Vandaar dat ik hier de aandacht wil vragen voor twee onlangs verschenen langere gedichten, die zich door iedere leerling met enig gevoel voor poëzie, laten lezen als een roman. Het eerste gedicht, De glazen school, doet dat door een inhoud van verliefdheden, fascinaties en kinderspelletjes, die elke lezer zich van zijn basisschool- en brugklastijd herinnert. Het tweede, Een vlaag van troost, grijpt je omdat het inzicht geeft in de emoties van arme burgers in een verwoeste stad, kort na de Tweede Wereldoorlog, maar laat zich, zeker wanneer je als docent de nodige achtergrondinformatie over het bombardement en de verwoesting van Rotterdam geeft - maar het had ook Nijmegen, Enschede of Den Haag-Bezuidenhout kunnen zijn - uitstekend lezen.
| |
Een gedicht in terzinen
Als student kocht ik ooit antiquarisch Het lied van schijn en wezen van Frederik van Eeden, en wat mij daarin opviel was de vorm.

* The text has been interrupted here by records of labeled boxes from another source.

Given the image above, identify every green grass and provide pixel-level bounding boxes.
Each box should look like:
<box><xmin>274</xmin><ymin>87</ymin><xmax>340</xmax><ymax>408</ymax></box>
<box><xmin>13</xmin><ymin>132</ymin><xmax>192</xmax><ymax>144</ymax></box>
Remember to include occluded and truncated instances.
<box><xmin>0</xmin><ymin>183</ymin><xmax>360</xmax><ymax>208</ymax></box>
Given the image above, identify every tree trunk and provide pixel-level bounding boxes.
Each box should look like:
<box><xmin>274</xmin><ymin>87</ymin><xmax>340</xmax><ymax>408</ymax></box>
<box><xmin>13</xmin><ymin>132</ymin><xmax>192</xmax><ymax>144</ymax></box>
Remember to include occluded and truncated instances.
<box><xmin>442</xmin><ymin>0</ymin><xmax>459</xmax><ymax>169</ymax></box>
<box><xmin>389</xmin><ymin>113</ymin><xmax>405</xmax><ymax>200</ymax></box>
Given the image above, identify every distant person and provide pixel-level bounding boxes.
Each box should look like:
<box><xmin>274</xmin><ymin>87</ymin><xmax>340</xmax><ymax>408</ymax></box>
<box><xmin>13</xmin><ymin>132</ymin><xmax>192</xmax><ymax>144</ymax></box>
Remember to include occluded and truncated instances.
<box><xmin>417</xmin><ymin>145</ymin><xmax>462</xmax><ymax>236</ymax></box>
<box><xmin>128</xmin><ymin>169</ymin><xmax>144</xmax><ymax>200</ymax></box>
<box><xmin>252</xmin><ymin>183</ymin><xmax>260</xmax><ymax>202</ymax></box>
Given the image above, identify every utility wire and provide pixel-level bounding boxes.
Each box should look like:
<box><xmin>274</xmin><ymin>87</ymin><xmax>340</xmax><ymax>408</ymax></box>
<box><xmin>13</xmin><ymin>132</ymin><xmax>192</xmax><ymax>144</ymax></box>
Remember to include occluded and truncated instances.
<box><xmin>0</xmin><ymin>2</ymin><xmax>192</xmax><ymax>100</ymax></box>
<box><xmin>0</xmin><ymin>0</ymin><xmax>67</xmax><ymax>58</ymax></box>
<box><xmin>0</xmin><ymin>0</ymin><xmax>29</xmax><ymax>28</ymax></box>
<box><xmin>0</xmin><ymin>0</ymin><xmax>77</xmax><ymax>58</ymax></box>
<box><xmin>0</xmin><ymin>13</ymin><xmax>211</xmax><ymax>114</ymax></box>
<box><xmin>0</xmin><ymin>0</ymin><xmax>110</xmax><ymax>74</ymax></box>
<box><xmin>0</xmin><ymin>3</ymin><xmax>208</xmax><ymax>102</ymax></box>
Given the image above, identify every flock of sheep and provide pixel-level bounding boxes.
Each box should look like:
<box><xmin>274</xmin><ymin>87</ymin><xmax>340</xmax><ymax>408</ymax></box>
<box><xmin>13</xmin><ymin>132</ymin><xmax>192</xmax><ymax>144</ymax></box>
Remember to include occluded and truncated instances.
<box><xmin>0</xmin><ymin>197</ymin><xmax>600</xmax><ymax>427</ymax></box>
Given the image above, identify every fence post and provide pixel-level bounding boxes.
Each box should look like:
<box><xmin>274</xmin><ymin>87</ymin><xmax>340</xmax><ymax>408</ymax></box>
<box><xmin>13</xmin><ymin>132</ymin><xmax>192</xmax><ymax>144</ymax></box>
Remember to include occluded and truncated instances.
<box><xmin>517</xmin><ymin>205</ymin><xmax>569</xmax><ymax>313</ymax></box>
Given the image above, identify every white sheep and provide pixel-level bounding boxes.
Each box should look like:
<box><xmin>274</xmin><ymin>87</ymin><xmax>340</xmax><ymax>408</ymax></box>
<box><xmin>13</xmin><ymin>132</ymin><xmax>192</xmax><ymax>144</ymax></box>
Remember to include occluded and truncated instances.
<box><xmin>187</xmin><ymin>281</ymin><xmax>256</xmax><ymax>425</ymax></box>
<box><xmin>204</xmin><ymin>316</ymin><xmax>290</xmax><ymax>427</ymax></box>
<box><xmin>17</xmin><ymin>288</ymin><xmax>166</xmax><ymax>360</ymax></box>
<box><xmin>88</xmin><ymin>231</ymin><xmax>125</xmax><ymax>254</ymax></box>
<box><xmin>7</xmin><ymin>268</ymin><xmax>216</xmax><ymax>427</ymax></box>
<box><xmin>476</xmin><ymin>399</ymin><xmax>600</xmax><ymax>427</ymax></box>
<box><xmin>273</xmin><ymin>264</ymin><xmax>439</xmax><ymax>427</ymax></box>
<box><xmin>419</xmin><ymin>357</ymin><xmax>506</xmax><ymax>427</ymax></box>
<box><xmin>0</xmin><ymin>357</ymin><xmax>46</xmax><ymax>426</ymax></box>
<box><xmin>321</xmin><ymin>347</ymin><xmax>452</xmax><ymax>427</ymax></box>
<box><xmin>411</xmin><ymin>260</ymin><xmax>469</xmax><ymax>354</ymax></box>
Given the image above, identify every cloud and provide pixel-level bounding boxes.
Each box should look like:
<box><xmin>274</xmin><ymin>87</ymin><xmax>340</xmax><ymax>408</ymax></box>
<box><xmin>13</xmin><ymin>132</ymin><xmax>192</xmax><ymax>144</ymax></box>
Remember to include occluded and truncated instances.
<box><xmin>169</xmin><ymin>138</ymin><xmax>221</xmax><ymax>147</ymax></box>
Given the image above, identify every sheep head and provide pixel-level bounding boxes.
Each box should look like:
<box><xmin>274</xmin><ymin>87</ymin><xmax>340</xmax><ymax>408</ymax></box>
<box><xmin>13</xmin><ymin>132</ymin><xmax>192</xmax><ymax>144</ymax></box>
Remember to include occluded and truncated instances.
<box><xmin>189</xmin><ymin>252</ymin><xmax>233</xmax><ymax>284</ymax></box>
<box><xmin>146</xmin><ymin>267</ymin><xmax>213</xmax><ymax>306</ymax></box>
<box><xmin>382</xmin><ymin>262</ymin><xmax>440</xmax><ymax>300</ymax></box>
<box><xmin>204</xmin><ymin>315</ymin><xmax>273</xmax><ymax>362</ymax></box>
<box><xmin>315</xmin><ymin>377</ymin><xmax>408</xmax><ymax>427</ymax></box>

Van Eedens gedicht is een klassiek voorbeeld van het gebruik van de drieregelige strofe, de terzine. Zo'n terzine maakt in zijn pure vorm van het gedicht een vlechtwerk voor de vaak wijsgerige, mystieke gedachten van de dichter, doordat de tweede regel van iedere strofe rijmt met de eerste en derde van de volgende strofe. Echt iets voor Van Eeden dus. Henriëtte Roland Holst zette de terzine in om de wereld te verbeteren. Dante, die het grootste concept van wereld en hiernamaals wilde oproepen, werkte zo, eeuwen eerder, aan zijn Divina Commedia. Later kwamen allerlei varianten, zoals de terzine waarin alle drie regels op elkaar rijmen. Die vind je bijvoorbeeld binnen de katholieke kerk in het Dies Irae en het Stabat Mater, waarin de sterke band tussen de strofen is losgelaten. De terzine is van alle tijden, maar nu even niet. Dichters van 2002 hebben niet veel met het rijm. Jammer. Ik vind dat rijm en metrum, als ze goed worden ingezet, nog altijd een extra dimensie geven aan een tekst.

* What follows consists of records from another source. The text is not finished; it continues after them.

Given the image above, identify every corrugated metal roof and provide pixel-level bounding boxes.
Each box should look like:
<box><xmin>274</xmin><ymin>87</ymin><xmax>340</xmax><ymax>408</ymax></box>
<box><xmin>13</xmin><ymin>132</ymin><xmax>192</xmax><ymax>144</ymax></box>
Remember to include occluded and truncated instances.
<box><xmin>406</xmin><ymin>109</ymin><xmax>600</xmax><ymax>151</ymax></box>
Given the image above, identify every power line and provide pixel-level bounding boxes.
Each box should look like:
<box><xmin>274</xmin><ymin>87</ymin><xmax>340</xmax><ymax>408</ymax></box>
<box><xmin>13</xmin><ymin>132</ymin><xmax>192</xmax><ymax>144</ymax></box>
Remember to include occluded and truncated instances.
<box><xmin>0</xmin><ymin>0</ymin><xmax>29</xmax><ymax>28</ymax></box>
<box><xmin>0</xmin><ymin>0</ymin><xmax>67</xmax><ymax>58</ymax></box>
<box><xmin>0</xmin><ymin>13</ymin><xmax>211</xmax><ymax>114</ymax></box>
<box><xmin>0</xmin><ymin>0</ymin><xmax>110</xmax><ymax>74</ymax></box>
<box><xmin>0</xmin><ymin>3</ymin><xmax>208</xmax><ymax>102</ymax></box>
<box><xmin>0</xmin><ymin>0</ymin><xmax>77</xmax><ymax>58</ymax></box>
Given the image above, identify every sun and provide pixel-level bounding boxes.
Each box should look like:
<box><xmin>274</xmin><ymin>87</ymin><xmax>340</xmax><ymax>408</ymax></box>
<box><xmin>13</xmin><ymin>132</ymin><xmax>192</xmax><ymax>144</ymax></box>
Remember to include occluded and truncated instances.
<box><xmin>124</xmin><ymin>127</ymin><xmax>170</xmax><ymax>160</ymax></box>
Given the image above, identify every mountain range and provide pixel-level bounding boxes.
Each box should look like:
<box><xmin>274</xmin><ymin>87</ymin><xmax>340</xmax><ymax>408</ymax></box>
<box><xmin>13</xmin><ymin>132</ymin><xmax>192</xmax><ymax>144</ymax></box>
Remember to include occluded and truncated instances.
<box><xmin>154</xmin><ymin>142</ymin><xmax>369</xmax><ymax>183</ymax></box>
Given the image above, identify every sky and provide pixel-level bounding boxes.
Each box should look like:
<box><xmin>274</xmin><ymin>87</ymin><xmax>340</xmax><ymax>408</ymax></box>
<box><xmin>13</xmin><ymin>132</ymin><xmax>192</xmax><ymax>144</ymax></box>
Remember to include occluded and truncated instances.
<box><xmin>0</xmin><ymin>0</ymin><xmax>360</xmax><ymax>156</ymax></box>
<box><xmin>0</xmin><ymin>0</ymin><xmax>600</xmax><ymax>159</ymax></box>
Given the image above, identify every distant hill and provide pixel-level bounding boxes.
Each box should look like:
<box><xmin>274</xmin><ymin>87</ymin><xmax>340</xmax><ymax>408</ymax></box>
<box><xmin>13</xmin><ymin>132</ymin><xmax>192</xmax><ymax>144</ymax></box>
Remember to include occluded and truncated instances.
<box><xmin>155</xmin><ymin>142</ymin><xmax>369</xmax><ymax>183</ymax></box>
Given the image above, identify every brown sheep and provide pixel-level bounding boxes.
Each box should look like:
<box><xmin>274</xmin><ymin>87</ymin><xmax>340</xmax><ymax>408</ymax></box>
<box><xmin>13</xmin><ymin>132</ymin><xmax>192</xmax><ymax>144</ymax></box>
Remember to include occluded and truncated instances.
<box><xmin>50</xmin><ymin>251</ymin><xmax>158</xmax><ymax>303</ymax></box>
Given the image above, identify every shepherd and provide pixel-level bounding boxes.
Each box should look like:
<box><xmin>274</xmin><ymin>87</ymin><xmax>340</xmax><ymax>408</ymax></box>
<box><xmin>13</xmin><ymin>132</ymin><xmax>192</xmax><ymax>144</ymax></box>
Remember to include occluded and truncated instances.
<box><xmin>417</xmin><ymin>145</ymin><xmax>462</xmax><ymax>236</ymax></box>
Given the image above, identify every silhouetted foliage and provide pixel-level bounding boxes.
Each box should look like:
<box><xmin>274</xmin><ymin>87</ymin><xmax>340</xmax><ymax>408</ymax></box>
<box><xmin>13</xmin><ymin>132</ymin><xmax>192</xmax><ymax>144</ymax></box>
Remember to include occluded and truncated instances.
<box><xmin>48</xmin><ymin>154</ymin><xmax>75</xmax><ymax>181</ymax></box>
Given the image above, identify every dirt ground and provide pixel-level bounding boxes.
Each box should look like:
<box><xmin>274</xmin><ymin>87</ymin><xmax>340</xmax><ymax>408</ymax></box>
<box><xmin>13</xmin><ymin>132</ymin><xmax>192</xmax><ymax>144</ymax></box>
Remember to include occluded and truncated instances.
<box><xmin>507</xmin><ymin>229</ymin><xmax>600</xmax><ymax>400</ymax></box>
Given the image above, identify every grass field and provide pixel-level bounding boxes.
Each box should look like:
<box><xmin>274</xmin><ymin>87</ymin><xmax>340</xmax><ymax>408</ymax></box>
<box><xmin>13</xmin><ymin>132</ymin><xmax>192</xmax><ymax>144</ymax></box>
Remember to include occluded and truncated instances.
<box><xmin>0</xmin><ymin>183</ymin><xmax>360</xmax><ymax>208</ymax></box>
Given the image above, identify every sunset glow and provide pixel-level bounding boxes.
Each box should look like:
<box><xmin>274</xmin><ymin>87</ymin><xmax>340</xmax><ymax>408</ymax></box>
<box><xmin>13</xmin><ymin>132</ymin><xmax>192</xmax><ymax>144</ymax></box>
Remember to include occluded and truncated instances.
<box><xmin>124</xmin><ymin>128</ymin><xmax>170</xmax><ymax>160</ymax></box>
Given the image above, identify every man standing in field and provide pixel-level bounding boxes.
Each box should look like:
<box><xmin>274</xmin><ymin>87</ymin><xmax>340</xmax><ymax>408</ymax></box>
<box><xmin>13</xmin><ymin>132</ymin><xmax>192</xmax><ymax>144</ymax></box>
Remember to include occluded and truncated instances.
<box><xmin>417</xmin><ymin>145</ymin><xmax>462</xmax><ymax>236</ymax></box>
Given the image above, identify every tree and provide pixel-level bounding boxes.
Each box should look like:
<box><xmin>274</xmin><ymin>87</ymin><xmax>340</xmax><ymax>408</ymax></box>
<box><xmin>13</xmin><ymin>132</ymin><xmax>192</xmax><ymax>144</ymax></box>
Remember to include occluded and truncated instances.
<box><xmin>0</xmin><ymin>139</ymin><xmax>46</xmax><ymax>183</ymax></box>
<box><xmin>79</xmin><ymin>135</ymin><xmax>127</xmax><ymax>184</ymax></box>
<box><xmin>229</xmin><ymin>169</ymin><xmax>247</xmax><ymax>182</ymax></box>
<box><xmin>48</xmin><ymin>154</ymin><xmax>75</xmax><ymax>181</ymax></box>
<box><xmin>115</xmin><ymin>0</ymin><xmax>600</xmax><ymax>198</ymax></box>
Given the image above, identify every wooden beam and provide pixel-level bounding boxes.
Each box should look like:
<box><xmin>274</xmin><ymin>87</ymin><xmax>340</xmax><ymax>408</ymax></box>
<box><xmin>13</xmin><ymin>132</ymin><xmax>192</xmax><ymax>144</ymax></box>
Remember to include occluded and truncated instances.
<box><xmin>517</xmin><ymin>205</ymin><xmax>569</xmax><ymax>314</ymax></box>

Verrassend is daarom de verschijning van een groot dichtwerk in terzinen, en nog eens extra verrassend om zijn auteur, Guus Luijters. Hem was ik al bijna vergeten als de jarenzeventigschrijver van sappige verhalen over de liefde. De reputatie van de Amsterdammer was vergelijkbaar met die van zijn Franse voorbeeld Guy de Maupassant: pikante verhalen van een oppervlakkig, weinig serieus schrijver. Ze deden het goed in de jaren waarin allerlei door geloof en zeden gefrustreerde vaderlanders zich moesten vrijmaken van
| |
| |
een zwaar juk. Luijters debuteerde in 1972 en werd bekend met titels als Liefde en leugens, Weerloze liefde en Tussen vrouwen en vrienden, boeken met veel seksueel gezwoeg en gejacht, meestal op licht toon gebracht.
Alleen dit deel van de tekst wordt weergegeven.